Derivative of $f(x)\cdot x$ where $f$ is a $\mathbb{R}^3$ function: how to compute it? Let $f:\mathbb{R}^3\to\mathbb{R}^3$. Could someone please help me to compute the the derivative of
$$f(x)\cdot x?$$
If $f$ would be a real valued function I think it should be the derivative of a product, but how to proceed in this case?
Thank you in advance.
 A: With $f=(f_1,f_2,f_3)$ and $x= (x_1,x_2,x_3)$ we have
$$f(x)\cdot x=f_1(x)x_1+f_2(x)x_2+f_3(x)x_3.$$
Can you proceed ?
A: I notice that you are still unsure about how to proceed with Fred's answer, so I will write out a complete answer.

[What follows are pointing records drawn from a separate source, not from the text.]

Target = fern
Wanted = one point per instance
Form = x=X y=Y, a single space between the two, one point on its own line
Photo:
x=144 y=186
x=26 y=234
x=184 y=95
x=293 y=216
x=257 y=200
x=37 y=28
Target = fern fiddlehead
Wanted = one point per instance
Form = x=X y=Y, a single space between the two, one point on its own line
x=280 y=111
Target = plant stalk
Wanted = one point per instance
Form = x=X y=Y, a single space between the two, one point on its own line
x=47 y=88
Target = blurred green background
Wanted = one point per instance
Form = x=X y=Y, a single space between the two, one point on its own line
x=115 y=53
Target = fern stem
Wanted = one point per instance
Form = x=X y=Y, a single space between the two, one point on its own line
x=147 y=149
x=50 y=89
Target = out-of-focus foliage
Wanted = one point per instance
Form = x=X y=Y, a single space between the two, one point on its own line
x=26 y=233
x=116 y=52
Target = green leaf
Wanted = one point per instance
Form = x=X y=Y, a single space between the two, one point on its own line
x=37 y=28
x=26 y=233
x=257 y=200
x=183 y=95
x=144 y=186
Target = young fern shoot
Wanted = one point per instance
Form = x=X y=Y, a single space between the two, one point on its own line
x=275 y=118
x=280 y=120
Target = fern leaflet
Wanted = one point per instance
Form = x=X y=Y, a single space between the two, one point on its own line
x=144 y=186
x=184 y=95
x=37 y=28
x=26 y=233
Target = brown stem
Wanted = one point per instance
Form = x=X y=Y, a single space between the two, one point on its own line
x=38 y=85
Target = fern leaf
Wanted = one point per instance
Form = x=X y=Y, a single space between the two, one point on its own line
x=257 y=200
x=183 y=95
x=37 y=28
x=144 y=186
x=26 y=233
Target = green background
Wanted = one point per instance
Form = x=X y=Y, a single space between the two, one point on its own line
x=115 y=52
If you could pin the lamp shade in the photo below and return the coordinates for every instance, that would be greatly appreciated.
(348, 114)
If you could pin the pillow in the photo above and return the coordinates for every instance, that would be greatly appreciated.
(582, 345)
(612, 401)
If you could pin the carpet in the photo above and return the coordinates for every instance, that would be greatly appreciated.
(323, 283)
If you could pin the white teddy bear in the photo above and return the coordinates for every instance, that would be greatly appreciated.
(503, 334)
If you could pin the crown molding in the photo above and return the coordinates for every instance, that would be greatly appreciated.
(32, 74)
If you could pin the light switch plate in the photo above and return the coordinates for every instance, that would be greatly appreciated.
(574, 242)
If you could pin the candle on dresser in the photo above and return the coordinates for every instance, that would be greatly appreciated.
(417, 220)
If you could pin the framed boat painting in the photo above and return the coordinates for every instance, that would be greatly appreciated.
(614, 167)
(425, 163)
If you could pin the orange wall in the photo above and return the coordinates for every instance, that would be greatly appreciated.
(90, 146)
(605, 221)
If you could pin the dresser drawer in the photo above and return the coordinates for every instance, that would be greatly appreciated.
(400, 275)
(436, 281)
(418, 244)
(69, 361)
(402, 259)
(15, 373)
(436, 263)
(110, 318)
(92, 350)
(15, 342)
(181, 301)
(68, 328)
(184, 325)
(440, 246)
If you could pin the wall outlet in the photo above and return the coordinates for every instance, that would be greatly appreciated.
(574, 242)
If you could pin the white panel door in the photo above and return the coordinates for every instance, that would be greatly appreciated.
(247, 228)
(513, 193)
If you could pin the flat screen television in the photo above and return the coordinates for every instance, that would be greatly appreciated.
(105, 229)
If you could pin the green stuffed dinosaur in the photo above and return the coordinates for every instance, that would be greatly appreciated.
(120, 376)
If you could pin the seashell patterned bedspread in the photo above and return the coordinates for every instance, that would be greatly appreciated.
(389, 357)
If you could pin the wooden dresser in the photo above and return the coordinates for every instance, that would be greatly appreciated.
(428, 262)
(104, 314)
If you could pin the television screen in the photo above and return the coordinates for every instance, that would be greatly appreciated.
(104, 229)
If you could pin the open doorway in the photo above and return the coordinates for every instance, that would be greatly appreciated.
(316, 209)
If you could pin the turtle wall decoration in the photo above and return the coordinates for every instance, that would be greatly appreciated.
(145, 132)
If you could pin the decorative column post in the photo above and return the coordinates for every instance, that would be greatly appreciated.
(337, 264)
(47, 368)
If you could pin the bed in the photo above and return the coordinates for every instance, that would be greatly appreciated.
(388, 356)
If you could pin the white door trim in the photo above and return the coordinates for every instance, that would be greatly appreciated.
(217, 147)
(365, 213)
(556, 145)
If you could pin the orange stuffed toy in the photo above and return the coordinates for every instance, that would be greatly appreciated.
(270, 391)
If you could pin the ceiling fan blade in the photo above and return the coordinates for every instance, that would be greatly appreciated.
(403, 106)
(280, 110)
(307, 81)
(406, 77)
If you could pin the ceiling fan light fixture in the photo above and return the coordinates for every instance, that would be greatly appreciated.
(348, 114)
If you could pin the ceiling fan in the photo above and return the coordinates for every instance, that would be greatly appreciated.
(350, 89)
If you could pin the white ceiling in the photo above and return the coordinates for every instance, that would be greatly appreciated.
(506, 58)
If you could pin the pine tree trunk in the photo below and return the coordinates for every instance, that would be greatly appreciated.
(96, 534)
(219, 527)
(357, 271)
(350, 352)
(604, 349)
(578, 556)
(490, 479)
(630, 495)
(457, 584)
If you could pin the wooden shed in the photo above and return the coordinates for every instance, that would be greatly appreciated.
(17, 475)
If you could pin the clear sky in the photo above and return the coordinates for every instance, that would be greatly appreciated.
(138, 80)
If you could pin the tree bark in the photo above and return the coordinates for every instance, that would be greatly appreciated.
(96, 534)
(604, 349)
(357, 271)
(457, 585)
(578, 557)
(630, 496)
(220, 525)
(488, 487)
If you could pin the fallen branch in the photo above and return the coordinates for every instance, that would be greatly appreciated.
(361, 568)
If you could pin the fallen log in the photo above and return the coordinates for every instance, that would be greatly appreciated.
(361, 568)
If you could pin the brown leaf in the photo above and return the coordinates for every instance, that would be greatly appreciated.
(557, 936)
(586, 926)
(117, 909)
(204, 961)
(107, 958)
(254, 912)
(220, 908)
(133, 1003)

As $f$ maps vectors in $\mathbb{R}^3$ to another vector in $\mathbb{R}^3$, the derivative is defined as follows:
$$Df = \begin{pmatrix}\frac{\partial f_1}{\partial x_1} & \frac{\partial f_1}{\partial x_2} & \frac{\partial f_1}{\partial x_3}\\\ \frac{\partial f_2}{\partial x_1} & \frac{\partial f_2}{\partial x_2} & \frac{\partial f_2}{\partial x_3}\\\ \frac{\partial f_3}{\partial x_1} & \frac{\partial f_3}{\partial x_2} & \frac{\partial f_3}{\partial x_3}\end{pmatrix}$$
This definition can be extended to any "nice" function $g: \mathbb{R}^k \rightarrow \mathbb{R}^q$ for any positive, finite integers $p,q$ assuming that these partial derivatives all exist.
Using this we can now solve your problem.
Let's define a new function $h(x) = f(x) \cdot x $ and apply this definition above.
Using the definition of the derivative in general (above), we notice that $h: \mathbb{R}^3 \rightarrow \mathbb{R}$. Therefore, inputting this into the definition of the derivative gives us the following formula:
$$Dh(x) = \begin{pmatrix}\frac{\partial h}{\partial x_1} & \frac{\partial h}{\partial x_2} & \frac{\partial h}{\partial x_3}\end{pmatrix} $$
And so by calculating the partial derivatives of $h(x) = (f(x) \cdot x)$, we arrive at an answer for the derivative.